During the Tuesday briefing, Newsom reiterated that all businesses that are open are required to have their staff and customers wear face masks and that face mask signage should be posted. He also said businesses need to implement measures to social distance and have the occupancy limits posted.

Currently, California has 277,774 confirmed cases of COVID-19, with more than 6,000 cases recorded on Monday, according to the CDPH. California's positivity rate – a key indicator of community spread – is trending upward in the 14-day average. Hospitalization rates are also trending upward in the 14-day average. There have been 6,448 COVID-19 deaths in the state since the start of the pandemic.

Initially, 19 counties in the state were being monitored because of a rise in cases and the positivity rate. On Tuesday, the number had grown to 23, with Madera, Monterey, Colusa and Merced joining the list. Stanislaus County was one of the original 19 counties.

Stanislaus County currently has 2,889 COVID-19 cases, with 419 presumed active. One week prior, the county had 2,255 cases. In the last 24 hours the county recorded 129 new cases. The death toll stands at 45.

As the number of cases has grown locally, so has the mode of transmission. Contact spread from one person to another accounts for 60.99 percent of the cases. Community transmission, which had been down in the 20s, is now at 37.9 percent. Community transmission means there is no known exposure source.
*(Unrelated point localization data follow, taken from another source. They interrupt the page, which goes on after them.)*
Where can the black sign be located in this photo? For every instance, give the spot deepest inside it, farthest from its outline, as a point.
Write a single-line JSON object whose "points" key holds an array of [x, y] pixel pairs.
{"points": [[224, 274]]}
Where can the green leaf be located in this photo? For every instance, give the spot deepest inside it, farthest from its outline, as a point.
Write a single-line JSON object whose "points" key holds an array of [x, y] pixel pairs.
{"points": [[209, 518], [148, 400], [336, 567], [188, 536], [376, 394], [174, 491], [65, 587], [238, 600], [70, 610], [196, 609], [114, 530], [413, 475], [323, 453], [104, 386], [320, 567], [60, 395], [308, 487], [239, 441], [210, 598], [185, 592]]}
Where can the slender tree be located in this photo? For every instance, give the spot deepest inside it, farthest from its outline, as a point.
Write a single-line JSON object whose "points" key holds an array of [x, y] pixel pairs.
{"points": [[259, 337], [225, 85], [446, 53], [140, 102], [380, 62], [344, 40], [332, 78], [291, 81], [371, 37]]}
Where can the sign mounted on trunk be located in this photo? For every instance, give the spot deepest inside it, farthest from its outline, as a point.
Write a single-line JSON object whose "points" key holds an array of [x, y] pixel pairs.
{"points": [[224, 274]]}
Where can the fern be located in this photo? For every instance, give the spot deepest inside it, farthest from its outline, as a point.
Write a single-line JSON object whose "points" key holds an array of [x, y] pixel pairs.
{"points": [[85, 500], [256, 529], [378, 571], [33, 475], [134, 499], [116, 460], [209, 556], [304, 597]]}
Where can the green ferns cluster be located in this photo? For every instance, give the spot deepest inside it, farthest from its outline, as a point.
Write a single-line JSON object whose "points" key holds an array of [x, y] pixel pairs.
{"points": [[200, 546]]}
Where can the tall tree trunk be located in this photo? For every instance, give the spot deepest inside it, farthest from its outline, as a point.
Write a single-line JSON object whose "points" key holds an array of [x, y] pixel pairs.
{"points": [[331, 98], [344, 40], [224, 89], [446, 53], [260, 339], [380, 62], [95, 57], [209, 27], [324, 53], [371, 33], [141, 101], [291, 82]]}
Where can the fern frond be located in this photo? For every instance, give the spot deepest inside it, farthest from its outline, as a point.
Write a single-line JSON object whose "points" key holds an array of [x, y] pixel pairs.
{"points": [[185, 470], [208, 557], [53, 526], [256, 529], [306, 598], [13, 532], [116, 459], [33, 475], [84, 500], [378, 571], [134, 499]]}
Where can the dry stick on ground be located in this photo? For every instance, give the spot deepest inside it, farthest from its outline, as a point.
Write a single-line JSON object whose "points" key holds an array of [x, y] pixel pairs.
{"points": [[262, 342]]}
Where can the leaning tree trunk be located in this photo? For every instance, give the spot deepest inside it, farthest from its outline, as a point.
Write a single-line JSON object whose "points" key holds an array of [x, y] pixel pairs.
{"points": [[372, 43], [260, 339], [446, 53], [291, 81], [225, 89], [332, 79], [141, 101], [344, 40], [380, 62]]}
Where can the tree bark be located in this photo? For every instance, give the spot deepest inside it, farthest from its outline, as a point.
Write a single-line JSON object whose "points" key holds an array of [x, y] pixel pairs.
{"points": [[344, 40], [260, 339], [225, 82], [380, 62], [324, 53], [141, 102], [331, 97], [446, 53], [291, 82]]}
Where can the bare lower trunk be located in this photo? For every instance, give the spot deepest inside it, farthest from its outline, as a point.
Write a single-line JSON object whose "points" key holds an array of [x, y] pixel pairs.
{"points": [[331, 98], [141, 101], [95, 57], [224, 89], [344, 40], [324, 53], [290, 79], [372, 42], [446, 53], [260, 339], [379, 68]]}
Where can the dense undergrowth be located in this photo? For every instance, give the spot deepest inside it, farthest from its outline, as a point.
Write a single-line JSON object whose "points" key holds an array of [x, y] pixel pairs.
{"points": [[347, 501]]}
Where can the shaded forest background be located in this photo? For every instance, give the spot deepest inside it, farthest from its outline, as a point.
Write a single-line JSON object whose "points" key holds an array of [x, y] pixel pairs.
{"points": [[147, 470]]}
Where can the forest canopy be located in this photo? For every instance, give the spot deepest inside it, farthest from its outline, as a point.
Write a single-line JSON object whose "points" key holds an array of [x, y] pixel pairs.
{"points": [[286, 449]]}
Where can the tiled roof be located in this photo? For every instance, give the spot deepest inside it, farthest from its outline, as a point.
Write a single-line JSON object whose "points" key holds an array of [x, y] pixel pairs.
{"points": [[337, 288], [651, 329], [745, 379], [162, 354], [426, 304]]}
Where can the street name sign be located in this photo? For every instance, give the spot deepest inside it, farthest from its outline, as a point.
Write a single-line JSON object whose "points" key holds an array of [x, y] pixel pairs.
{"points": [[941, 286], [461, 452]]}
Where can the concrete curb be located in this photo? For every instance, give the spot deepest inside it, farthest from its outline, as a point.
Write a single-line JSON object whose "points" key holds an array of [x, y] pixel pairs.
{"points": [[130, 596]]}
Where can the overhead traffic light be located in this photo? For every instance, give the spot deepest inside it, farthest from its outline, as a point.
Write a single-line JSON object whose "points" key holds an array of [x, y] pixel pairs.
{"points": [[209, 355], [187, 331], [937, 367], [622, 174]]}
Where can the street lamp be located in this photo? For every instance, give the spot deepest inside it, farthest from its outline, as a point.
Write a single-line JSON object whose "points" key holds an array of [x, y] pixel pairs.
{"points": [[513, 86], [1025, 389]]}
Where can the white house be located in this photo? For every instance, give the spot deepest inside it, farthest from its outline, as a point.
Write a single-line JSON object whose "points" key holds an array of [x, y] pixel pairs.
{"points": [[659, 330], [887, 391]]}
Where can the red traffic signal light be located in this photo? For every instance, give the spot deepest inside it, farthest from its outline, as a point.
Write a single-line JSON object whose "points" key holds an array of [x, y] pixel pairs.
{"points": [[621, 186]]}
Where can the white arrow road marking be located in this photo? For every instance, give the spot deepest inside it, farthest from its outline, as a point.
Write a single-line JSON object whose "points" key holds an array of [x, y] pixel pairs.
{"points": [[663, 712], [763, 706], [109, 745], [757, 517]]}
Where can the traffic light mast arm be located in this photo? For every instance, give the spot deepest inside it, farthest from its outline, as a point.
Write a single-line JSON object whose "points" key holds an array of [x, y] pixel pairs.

There are currently 206 county residents hospitalized with COVID-19 and of those 46 are in ICU, according to the Stanislaus County Health Services Agency.

Hospital bed availability is at 37 percent in the county and 31 percent for ICU beds. The ventilator supply has 74 percent availability.

Those in the age groups of 51 to 60 years make up the largest group of hospitalizations in Stanislaus, accounting for 20 percent of the total. The age group of 61 to 70 years follows them at 19 percent of the total.

The age group with the most positive cases are those between 21 to 30 years, at 20 percent, followed by 31 to 40 years at 19 percent and 41 to 50 years at 17 percent.

The age group experiencing the most deaths is among those 65 years and older, which account for 88.9 percent of all the deaths in the county.